Increasingly, even as it becomes one of the world's leading exporters of manufactured goods, China is also becoming a leading exporter of pollution. May Ng, director of the environmental organization Friends of the Earth in Hong Kong, puts the situation in graphic terms.
"First of all, [in] the recent years, the sand storms due to desertification from Mongolia has been affecting not only the capital Beijing, it has also blown all the way over to Japan and Korea, and there has been some real concerns from the other countries," said May Ng. "Secondly, most of the rivers are connected - for example [the] Nu Jiang from Yunnan flows down to Burma, Laos and Cambodia, and this Songhuajiang River flows from Harbin to Russia. So through rivers, upstream, downstream, there is definite impact."
Air pollution does not respect national boundaries, either. One of the region's most pressing cross-border concerns is acid rain, caused by emissions from China's coal fired power plants.
Hong Kong residents were still able to enjoy clear skies in the 1990s. Now, thanks to filthy air drifting across the border from China, the city's skyscrapers can often be seen only through a veil of smog.
Kevin May of the environmental organization Greenpeace says that while Hong Kong is partly responsible for its own air pollution, most of the filth comes from China's neighboring Guangdong Province.
"Guangdong is the most industrialized province - the world's factory - and because the environmental standards have not been upheld, we can feel it, particularly in winter time," he explained.
China's ferocious appetite for natural resources is having a more indirect but still serious environmental effect in other parts of Asia. In the past few years, for example, the country has become the world's second largest importer of forest products.
Beijing banned most of its own logging in the late 1990s, believing growing deforestation was a key factor behind large-scale flooding in the country. At the same time, domestic demand for wood products grew as Chinese became wealthier, and sought high quality decorations for their homes and offices.
China buys most of its wood from Russia, but also buys from such countries as Burma, Thailand, Malaysia and Indonesia.
Greg Clough is a spokesperson of the Center for International Forestry Research in Bogor, Indonesia. He says that while China's huge demand for timber has created jobs in the region, the massive logging comes with serious social, economic and environmental costs.
"This demand is encouraging corruption, for example, illegal logging," he said. "It is undermining good governance, costing countries billions of dollars in lost tax revenue.
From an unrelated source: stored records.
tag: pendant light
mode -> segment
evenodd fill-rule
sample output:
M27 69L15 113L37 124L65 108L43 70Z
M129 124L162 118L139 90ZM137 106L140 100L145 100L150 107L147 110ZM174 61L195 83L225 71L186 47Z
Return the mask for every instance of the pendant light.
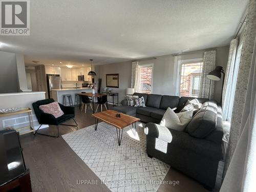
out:
M96 75L96 73L92 71L93 68L93 59L90 59L91 61L91 71L88 73L88 75Z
And of course the loss of the world's tropical forests does have severe environmental costs, for example the loss of rare species."
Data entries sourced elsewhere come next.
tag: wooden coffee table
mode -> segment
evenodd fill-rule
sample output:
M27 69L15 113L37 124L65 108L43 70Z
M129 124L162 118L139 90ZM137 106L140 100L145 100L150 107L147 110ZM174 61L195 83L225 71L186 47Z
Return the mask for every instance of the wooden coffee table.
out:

May Ng of Friends of the Earth says environmental issues are a time bomb that could lead to conflicts between China and its neighbors. She says Beijing has not yet sufficiently realized how important environmental conflict can be in international relations.
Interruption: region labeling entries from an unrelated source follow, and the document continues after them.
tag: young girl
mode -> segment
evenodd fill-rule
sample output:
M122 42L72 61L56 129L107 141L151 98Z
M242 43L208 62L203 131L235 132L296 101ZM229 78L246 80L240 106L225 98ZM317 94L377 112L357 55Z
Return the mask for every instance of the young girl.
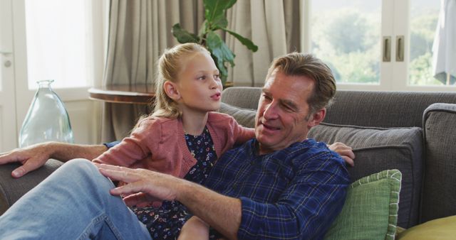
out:
M214 112L220 107L222 88L219 70L202 46L185 43L165 50L158 63L153 114L93 161L153 170L202 183L219 156L254 136L253 129ZM192 217L177 201L132 210L157 239L177 237ZM202 234L193 239L208 238L207 227L196 217L187 224L185 229Z
M166 50L159 59L153 114L93 162L153 170L202 183L219 156L254 137L252 129L214 111L220 107L221 93L219 70L207 50L196 43ZM330 148L350 156L346 147L336 143ZM179 202L131 209L152 239L209 237L208 226L192 217Z

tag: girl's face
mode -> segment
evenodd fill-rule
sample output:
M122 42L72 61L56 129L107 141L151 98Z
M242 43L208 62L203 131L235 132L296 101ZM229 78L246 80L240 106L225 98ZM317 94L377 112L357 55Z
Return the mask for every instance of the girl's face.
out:
M182 112L217 111L220 107L222 81L219 70L207 53L197 52L181 61L176 88Z

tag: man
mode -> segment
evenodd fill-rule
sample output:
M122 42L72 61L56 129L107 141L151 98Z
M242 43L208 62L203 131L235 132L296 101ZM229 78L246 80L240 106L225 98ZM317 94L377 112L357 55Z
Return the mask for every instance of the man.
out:
M110 190L114 195L128 195L124 199L128 204L154 199L177 200L229 239L321 239L342 208L349 180L340 156L329 151L324 143L308 139L307 134L311 128L324 119L326 106L335 92L331 70L314 57L291 53L276 60L269 68L259 100L256 139L220 158L206 182L207 188L144 169L105 165L98 167L105 176L128 183ZM91 150L90 153L94 153L101 148L94 147ZM51 154L58 152L55 149L48 151L45 153L48 156L60 159L66 157ZM87 156L93 158L90 155ZM97 210L100 212L99 217L107 219L105 222L110 224L99 224L97 221L90 225L90 231L85 230L84 234L87 235L84 236L118 237L118 234L125 234L122 237L146 238L139 222L128 212L120 212L123 211L119 207L121 200L109 197L102 190L92 192L95 190L90 187L91 185L103 180L98 177L90 180L95 178L92 176L96 175L95 168L89 166L91 163L88 161L85 163L88 163L83 168L87 170L80 172L90 173L86 174L85 178L78 178L78 181L82 182L81 191L68 193L63 200L58 200L56 202L59 204L55 207L60 207L62 202L81 197L81 192L89 191L90 196L81 201L83 204L90 205L90 210L79 213L76 209L68 213L63 208L46 214L46 218L61 218L63 220L57 222L61 223L67 222L68 215L73 212L90 215ZM73 168L76 168L75 165ZM71 172L71 166L66 165L68 163L52 175ZM73 173L72 177L83 174ZM52 175L46 181L62 183L66 180ZM41 189L34 190L47 192L52 186L51 183L42 184L36 187ZM113 186L104 187L105 190ZM65 192L66 189L58 190ZM33 204L33 197L25 198L19 205ZM19 212L11 210L14 211ZM78 216L78 219L94 222L93 217L88 220ZM128 224L123 226L125 222ZM102 227L93 227L97 224ZM31 225L32 228L41 226ZM71 231L75 228L72 227Z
"I think China is now so bad that it is more worried about cross-provincial or cross-township pollution, without even sparing time to look [at] cross-border neighborhood countries' pollution," she said.
Ng believes political stability in the region is dependent on ecological stability. She says Asian governments need to join forces to prevent environmental hazards - similar to the joint efforts being used to combat bird flu.